Working with the police, the city, and community groups, Zimroth is to propose initial changes to policies, training, supervision, monitoring, and discipline regarding stop-and-frisk. Further reforms will proceed under the guidance of the facilitator, who will work with all parties to extend, as necessary, the initial reforms.

Other remedies ordered by Scheindlin include a trial program that requires police to use body cameras in one precinct per borough.

“This is less about celebration and more about validation,” said Council Member Jumaane Williams, one of the council’s most outspoken advocates of reforming stop-and-frisk. He added that stop-and-frisk in its current form has been dividing the community.

He said that because of the mayor’s inflexible attitude over addressing the unconstitutional aspects of stop-and-frisk, several years and numerous city resources have been wasted in fighting against it.

“It’s 2013 and we’re still arguing civil rights cases that are reminiscent of 1963,” said Williams. He did say, though, that he was pleased with the court’s decision.

A vote on a city council measure that addresses other issues related to stop-and-frisk, the Community Safety Act, will go forward on Aug. 22 as planned. The Act was passed once by the city council but was vetoed by Mayor Michael Bloomberg. The Aug. 22 vote will attempt to override that veto.

Williams said that the Inspector General to be established by the Community Safety Act would have a much broader role than the judge-ordered federal monitor.

Bloomberg and NYPD Commissioner Raymond Kelly categorically rejected the judge’s decision during a separate press conference on Monday.

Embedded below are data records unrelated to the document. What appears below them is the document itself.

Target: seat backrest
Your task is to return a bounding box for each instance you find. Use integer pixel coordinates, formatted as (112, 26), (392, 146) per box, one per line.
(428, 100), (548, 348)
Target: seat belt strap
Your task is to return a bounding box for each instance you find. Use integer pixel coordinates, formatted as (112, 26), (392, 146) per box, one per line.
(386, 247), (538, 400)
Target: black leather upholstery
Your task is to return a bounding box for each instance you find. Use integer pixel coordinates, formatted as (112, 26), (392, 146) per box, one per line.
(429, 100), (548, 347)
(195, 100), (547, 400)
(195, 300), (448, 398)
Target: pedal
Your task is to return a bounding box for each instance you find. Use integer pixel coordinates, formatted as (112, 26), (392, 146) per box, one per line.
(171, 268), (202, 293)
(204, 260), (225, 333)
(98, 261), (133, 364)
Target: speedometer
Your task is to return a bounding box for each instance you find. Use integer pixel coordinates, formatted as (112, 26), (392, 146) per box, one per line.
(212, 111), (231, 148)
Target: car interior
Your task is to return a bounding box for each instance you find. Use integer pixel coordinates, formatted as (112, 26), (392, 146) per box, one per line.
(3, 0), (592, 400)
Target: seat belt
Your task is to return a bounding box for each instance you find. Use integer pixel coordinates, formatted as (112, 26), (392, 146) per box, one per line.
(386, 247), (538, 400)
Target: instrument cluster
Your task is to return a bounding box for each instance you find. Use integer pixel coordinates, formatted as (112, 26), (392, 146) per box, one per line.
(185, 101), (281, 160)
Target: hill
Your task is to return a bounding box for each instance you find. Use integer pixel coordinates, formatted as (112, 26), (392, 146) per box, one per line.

“Throughout the case, we didn’t believe that we were getting a fair trial,” said Bloomberg, adding that the NYPD needs to have the ability to “stop and question suspects that officers have reason to believe have committed crimes, or are about to commit crimes.”

Bloomberg said he plans to appeal the decision.

Commissioner Kelly said he found it “disturbing and offensive” that the decision reflects “the notion that the NYPD engages in racial profiling.”